After years of M&A activity in other areas such as dental, dermatology and ophthalmology, sponsors are seeking the next white-hot physician practice management (PPM) space. At the same time, orthopedic surgeons, who have historically shrugged their shoulders at private equity, are starting to loosen the grip on their practices as macro-trends threaten to cut into their profit.
Orthopedic surgeons are among the highest paid physicians, according to Ross DeDeyn, co-founder and managing director of boutique healthcare investment bank Concierge Capital Advisory. The 2019 Medscape Physician Compensation Report ranks orthopedists at the top of the food chain, earning $482,000 annually. Until now, highly profitable orthopedic groups have had little incentive to sell, DeDeyn said.

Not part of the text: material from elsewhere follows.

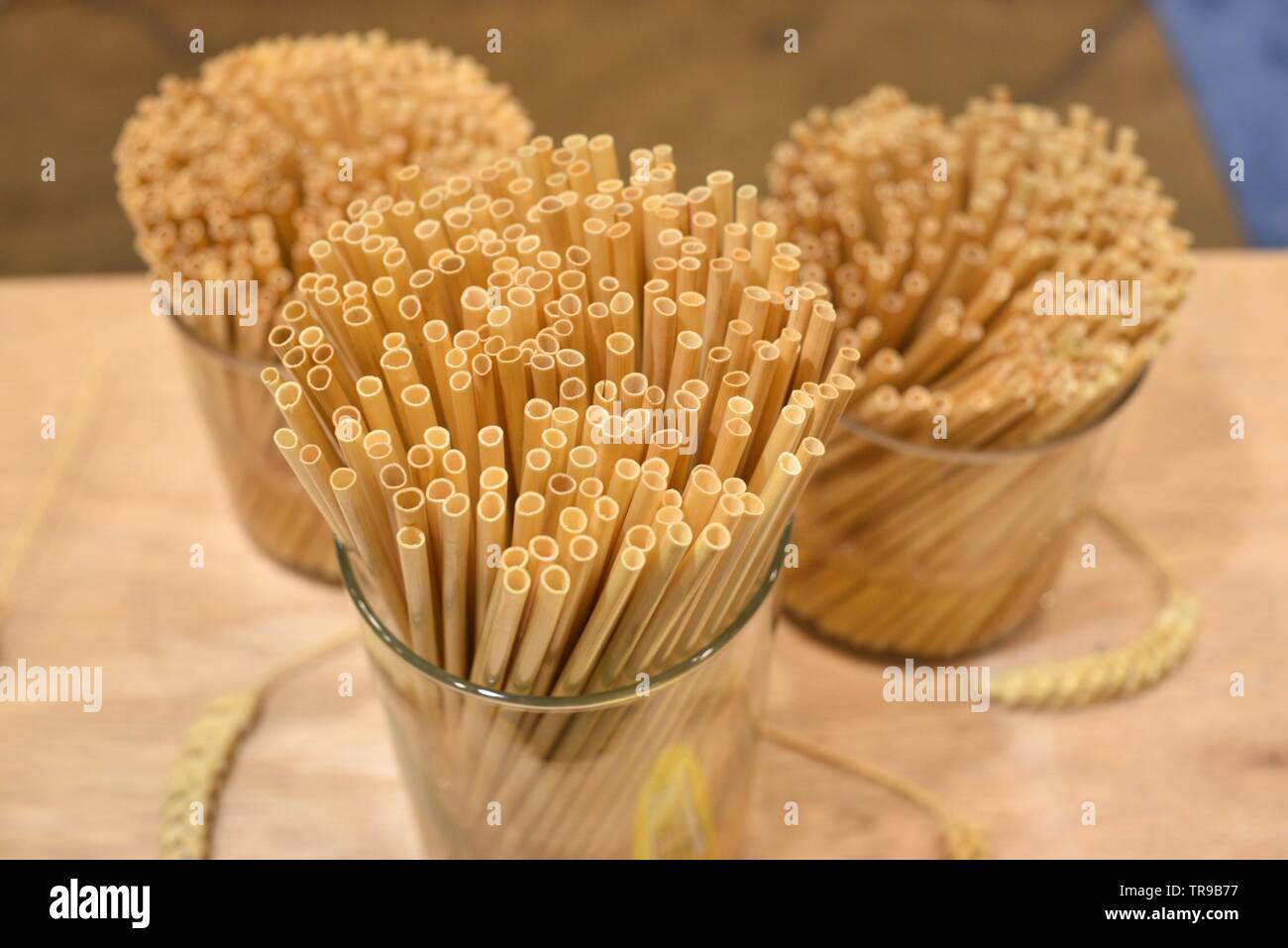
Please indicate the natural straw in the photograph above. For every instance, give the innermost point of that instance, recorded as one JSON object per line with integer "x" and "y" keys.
{"x": 585, "y": 520}
{"x": 236, "y": 174}
{"x": 970, "y": 262}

However, as service-based payments (or fee-for-service) reimbursement gives way to value-based care payments based on patient health outcomes, and as commercial payers grow larger, many orthopedists are facing rate pressures along with rising administrative and regulatory compliance costs, DeDeyn added. The need for capital-intensive technology such as MRI machines will also increase, he noted.
While orthopedists have not seen major cuts in their reimbursement rates yet, the possibility looms as the healthcare environment evolves, according to John Riddle, managing director and head of Brown Gibbons Lang’s healthcare and life sciences advisory.

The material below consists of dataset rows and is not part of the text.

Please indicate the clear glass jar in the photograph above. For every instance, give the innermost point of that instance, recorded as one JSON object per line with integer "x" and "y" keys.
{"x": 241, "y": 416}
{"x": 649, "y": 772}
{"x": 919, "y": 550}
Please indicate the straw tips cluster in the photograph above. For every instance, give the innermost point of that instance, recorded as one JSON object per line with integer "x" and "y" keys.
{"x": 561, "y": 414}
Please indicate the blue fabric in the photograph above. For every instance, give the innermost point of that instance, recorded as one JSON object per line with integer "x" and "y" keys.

“If you look at when consolidation kicked off in other specialties, like dermatology, it started after there was a big rate cut,” Riddle said. “Ortho hasn’t had it yet, but they sense it may be coming.”
PE Breaking In
Meanwhile, though private equity firms typically shy away from reimbursement and regulatory risk, this attitude is changing as the PPM market heats up, DeDeyn said. Adding to the appeal is the fact that musculoskeletal expenditures are a rapidly growing portion of the healthcare spend, with people living longer and more active lives, said Bo Hinton, managing director of Coker Capital Advisors.
With the inclusion of ancillary services like ambulatory surgery centers, MRI, physical therapy and durable medical equipment, orthopedic practices can easily approach 20% operating margins, according to the sources. Furthermore, the physicians bring in enough take-home pay to carve out a decent amount of EBITDA for a sale process, they noted.

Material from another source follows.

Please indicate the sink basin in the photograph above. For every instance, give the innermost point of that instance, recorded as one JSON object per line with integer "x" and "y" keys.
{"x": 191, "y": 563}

While consolidation in ortho is still in its early days, larger platform groups will likely fetch 10x EBITDA or more, the sources agreed.
Riddle cautioned that growing an orthopedic platform is more complex than expanding a dermatology or dental platform. Given their partnerships with hospitals, orthopedic practices tend to be localized businesses, and success hinges on increasing regional density, he added.
Hinton said the investor-backed PPM model is evolving from a governance perspective, with private equity firms giving more control to local physicians, alleviating an aspect that has been a bone of contention particularly among surgeons.
In the last month, Beacon Orthopaedics sold to Revelstoke Capital Partners and Orthopaedic & Neurosurgery Specialists was acquired by Kohlberg & Company. Terms of those deals were not disclosed.
With a plethora of private equity money competing for assets and a dwindling number of yet-to-consolidate specialties, more deals are expected near-term, according to the sources.
“The right investor with the right group could make a lot of money in orthopedics,” Riddle said.
Claire Rychlewski is a senior healthcare reporter in Chicago for Mergermarket. Deborah Balshem is a senior reporter for Mergermarket who covers multiple industries from Fort Lauderdale, Florida.